I wanted to be with them as much as I wanted to be in the water with the others. As if on cue the two oldies on the sand, my seventeen years old sister and the priest, no longer recognisable as a priest, in his navy-blue swimming trunks, nudged their way into the water. They could have been any other couple. He older, judging by the creases in his skin, but equally matched for vigour and a certain pleasure in each other’s company that I longed to share.

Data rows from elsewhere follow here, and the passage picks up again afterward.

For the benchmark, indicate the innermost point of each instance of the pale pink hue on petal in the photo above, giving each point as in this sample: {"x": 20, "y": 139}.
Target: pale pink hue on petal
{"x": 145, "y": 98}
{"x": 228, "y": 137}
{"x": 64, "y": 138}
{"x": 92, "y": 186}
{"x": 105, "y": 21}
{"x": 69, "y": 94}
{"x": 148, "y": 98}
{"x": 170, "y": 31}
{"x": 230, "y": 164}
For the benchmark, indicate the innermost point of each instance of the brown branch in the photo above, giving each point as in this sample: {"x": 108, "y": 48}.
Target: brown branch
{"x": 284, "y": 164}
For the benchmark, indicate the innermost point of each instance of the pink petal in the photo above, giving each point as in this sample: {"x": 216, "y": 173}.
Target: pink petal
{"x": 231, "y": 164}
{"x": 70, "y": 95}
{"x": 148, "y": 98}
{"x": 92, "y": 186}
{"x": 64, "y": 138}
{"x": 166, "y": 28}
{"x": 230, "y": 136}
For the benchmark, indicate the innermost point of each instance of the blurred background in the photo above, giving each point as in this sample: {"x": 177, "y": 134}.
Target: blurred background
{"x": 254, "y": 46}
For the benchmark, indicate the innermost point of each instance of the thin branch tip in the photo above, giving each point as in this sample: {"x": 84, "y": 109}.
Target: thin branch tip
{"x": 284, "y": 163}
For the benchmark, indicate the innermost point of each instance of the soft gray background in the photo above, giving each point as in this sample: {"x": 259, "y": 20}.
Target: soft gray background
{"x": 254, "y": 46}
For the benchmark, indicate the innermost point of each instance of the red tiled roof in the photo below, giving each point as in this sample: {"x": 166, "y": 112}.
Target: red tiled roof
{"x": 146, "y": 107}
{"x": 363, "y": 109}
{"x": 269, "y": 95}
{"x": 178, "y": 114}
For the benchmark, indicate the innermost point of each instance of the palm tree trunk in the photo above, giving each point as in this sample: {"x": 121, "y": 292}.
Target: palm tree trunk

Home was a disappointment after Father Walsh took his leave. My sister retreated to her room alone and the rest of us propped in front of the television until the click of the front door and a shadow falling across the lounge room signalled my father. His shadow visible through the half open venetian blinds.

We switched off the TV as if by remote, in the days before remote controls, and scattered first to the kitchen, to the back yard, the two boys, and me and my sister, once our father was clear of the hall way, into our bedroom for safety.

My mother hummed in the kitchen as she boiled rice on the stove in readiness for nasi goreng, a recipe she brought from Holland. A recipe her family borrowed from the Indonesians whose land they had conquered.

In the late 1940s my father fought in Indonesia when the people there decided they wanted no more of colonial control. And the experience added to the pain of his participation in the war against German invasion. 

He brought those wars home and sat sullen in the front room grunting orders at my mother as if she was his inferior by rank while the rest of us knew to stay clear.

We were not guerrillas but needed the stealth of undercover fighters to protect us from his fury. It bubbled under the surface of his tired white shirts, brown around the cuffs and collar from wear. He ripped off his tie and let it fall to the ground beside his black shoes, which he had already kicked off. 

It was always the same. My father drank to a pattern. He kept the bottle in its brown paper bag even as he used a glass for its contents, as if he was tearing open a chocolate bar and breaking off bits to keep the rest for later.

He drank the lot in one sitting, slowly at first. You could gauge his mood as he spoke lightly to our mother at first sip as though she mattered. Only she knew as we knew, in no time, the gaiety of that first drink would shift to an irritation, as if something was scratching at his skin. Then into fury as if someone was kicking his shins. Finally to the vitriol that left my mother silent in her chair. Wary of any provocations, as he could not abide anyone’s existence, including his own.

Father Walsh was long gone by then. My sister bunkered down in her bedroom. I in my bed hidden behind an Edgar Allan Poe mystery as if I was looking for something that might scare me more than the tension in the house. 

A man buried alive.

I cannot think today that I should ever want to read such stories but in those days they offered a respite from life. As if they became my entry into a crazy state, when we knew only horror.